Support for custom inputs

The ValidMind Library now supports passing custom inputs as an inputs dictionary when running individual tests or test suites. This support replaces the standard inputs dataset, model, and models, which are now deprecated.1

New recommended syntax for passing inputs:

test_suite = vm.run_documentation_tests(
    inputs={
        "dataset": vm_dataset,
        "model": vm_model,
    },
)

To make it easier for you to adopt custom inputs, we have updated our how-to notebooks and code samples to use the new recommended syntax:

Code samples

Enhancements

Support for Azure OpenAI Service

The ValidMind Library now supports running LLM-powered tests with the Azure OpenAI Service via API,2 in addition to the previously supported OpenAI API.

2 To learn more about configuring Azure OpenAI Service, see Authentication in the official Microsoft documentation.

To work with Azure OpenAI API endpoints, you need to set the following environment variables before calling init():

  • AZURE_OPENAI_KEY: API key for authentication
  • AZURE_OPENAI_ENDPOINT: API endpoint URL
  • AZURE_OPENAI_MODEL: Specifies the language model or service to use
  • AZURE_OPENAI_VERSION (optional): Allows specifying a specific version of the service if available

Bug fixes

Fixed support for OpenAI library >=1.0

  • We have updated our demonstration notebooks for large language models (LLMs) to provide the correct support for openai >= 1.0.0.
  • Previously, some notebooks were using an older version of the OpenAI client API.

Deprecations

Standard inputs are deprecated

The ValidMind Library now supports passing custom inputs3 as an inputs dictionary when running individual tests or test suites.

  • As a result, the standard inputs dataset, model, and models are deprecated and might be removed in a future release.
  • You should update your code to use the new, recommended syntax.
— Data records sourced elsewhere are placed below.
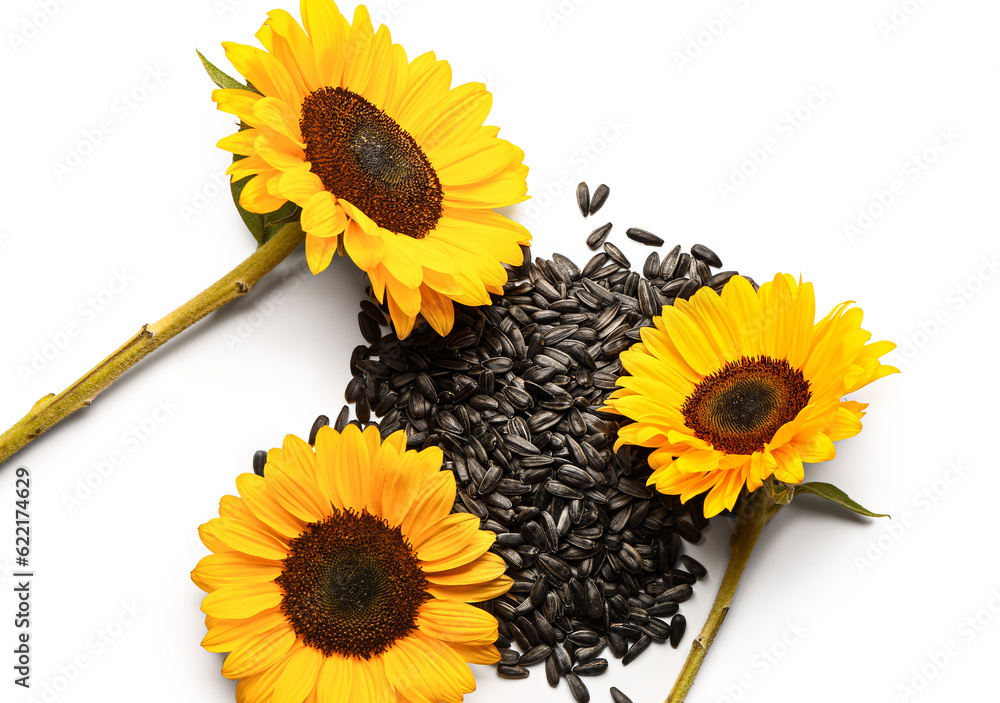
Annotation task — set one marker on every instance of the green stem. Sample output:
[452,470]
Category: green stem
[52,409]
[754,515]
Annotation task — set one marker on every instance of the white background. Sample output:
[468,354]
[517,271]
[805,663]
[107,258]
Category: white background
[833,608]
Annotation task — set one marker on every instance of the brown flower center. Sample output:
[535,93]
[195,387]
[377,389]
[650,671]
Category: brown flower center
[740,407]
[364,157]
[352,585]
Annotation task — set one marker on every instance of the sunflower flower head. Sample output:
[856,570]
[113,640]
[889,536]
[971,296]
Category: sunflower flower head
[732,389]
[390,164]
[341,575]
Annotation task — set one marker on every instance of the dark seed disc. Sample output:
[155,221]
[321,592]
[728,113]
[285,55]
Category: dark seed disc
[583,198]
[601,194]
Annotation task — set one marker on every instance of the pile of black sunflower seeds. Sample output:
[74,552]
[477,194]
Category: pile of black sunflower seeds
[512,397]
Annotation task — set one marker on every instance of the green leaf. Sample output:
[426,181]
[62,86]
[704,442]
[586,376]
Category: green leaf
[253,221]
[279,218]
[262,227]
[218,77]
[835,495]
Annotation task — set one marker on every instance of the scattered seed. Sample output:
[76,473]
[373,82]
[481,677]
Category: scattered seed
[595,240]
[512,672]
[703,253]
[639,647]
[694,566]
[678,624]
[601,194]
[616,255]
[510,396]
[643,237]
[259,461]
[619,697]
[583,198]
[578,688]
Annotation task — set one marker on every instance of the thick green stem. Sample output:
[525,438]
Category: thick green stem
[753,516]
[53,409]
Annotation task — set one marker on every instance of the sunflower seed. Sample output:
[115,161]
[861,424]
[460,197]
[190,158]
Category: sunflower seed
[703,253]
[694,566]
[512,672]
[720,279]
[508,657]
[535,654]
[663,609]
[370,329]
[342,418]
[583,198]
[595,667]
[509,396]
[552,674]
[643,237]
[601,194]
[678,624]
[639,647]
[259,461]
[619,697]
[616,255]
[563,662]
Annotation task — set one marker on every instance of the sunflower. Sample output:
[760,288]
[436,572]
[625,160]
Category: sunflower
[731,389]
[341,575]
[388,162]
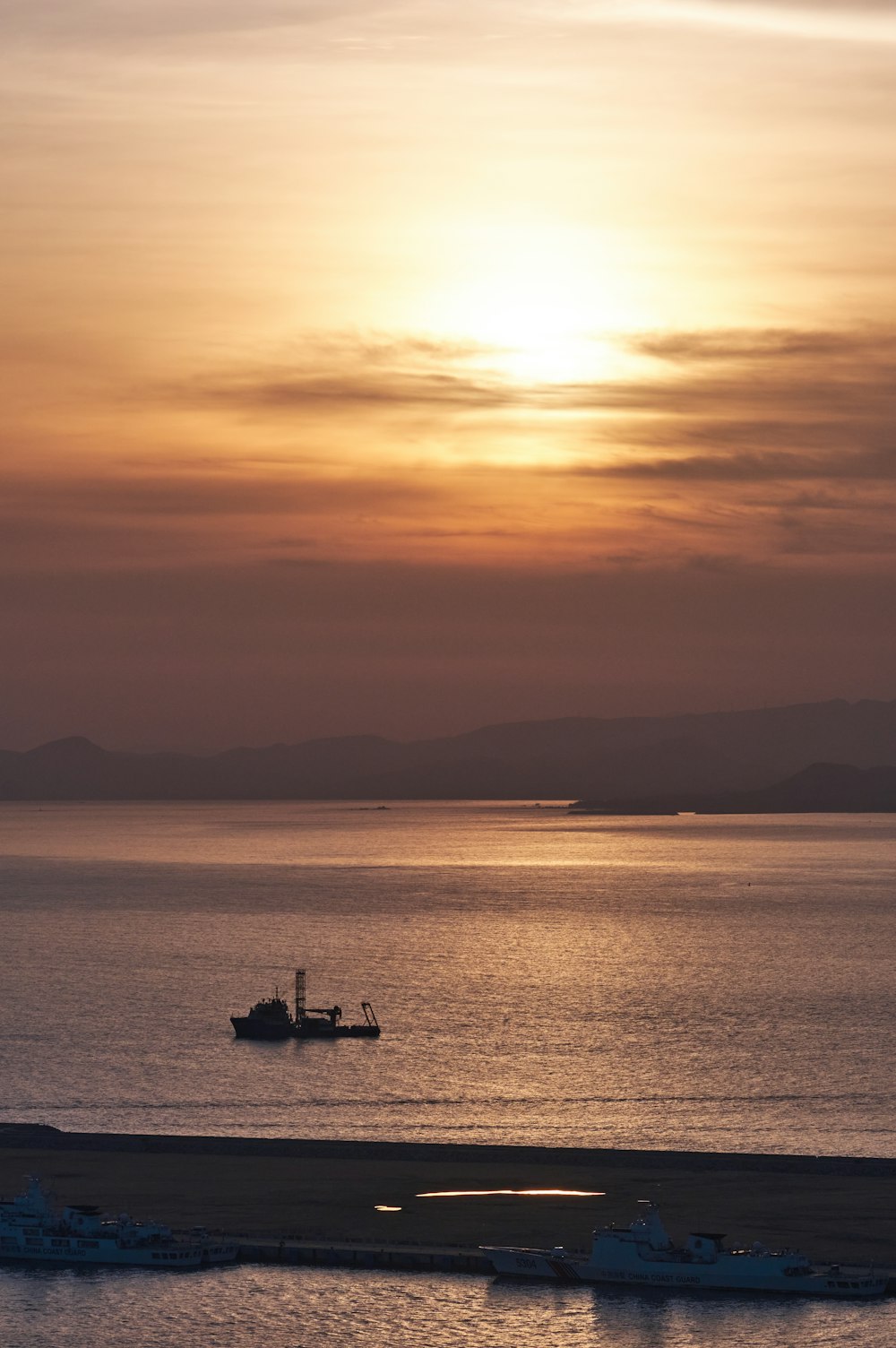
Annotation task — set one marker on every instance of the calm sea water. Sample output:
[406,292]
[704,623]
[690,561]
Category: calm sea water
[328,1308]
[703,983]
[668,983]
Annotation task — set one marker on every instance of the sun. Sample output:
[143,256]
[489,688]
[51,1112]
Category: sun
[542,301]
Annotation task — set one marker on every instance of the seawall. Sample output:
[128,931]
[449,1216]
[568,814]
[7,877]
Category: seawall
[323,1193]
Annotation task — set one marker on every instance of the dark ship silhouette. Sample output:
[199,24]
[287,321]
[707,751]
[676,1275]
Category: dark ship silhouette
[271,1019]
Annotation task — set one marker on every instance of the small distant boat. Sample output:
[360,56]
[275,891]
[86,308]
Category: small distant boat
[271,1019]
[32,1230]
[643,1255]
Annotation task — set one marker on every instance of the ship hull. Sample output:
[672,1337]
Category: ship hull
[179,1260]
[559,1266]
[339,1032]
[254,1027]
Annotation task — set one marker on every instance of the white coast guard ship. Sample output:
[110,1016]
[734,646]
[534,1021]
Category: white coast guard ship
[643,1255]
[31,1228]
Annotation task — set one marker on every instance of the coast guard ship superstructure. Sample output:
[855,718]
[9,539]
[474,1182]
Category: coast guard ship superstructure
[643,1255]
[31,1228]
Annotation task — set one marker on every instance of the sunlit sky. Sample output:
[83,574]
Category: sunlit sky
[404,367]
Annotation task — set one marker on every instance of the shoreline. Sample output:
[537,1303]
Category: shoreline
[309,1189]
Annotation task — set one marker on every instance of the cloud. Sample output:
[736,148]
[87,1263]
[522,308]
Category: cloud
[826,21]
[764,344]
[872,467]
[111,21]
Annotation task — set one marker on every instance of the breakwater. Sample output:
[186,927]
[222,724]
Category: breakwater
[46,1136]
[317,1200]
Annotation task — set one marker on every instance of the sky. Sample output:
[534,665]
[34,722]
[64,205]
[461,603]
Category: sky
[404,367]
Deprecated legacy usage for passing inputs:

  test_suite = vm.run_documentation_tests(
      dataset=vm_dataset,
      model=vm_model
  )

New recommended usage for passing inputs:

  test_suite = vm.run_documentation_tests(
      inputs={
          "dataset": vm_dataset,
          "model": vm_model,
      },
  )

Removed deprecated Python Library API methods

The Python API methods run_template and run_test_plan had been deprecated previously. They have now been removed from the ValidMind Library.

You’ll need to update your code to use the recommended high-level API methods:

User guide

Updated Python requirements

  • We have updated our user guide to clarify the Python versions supported by the ValidMind Library.
  • We now support Python ≧3.8 and <3.11.

How to upgrade

ValidMind Platform

To access the latest version of the ValidMind Platform,4 hard refresh your browser tab:

  • Windows: Ctrl + Shift + R OR Ctrl + F5
  • MacOS: ⌘ Cmd + Shift + R OR hold down ⌘ Cmd and click the Reload button

ValidMind Library

To upgrade the ValidMind Library:5

  1. In your Jupyter Notebook:

    • Using JupyterHub:6 Hard refresh your browser tab.
    • In your own developer environment:7 Restart your notebook.
  2. Then within a code cell or your terminal, run:

    %pip install --upgrade validmind

You may need to restart your kernel after running the upgrade package for changes to be applied.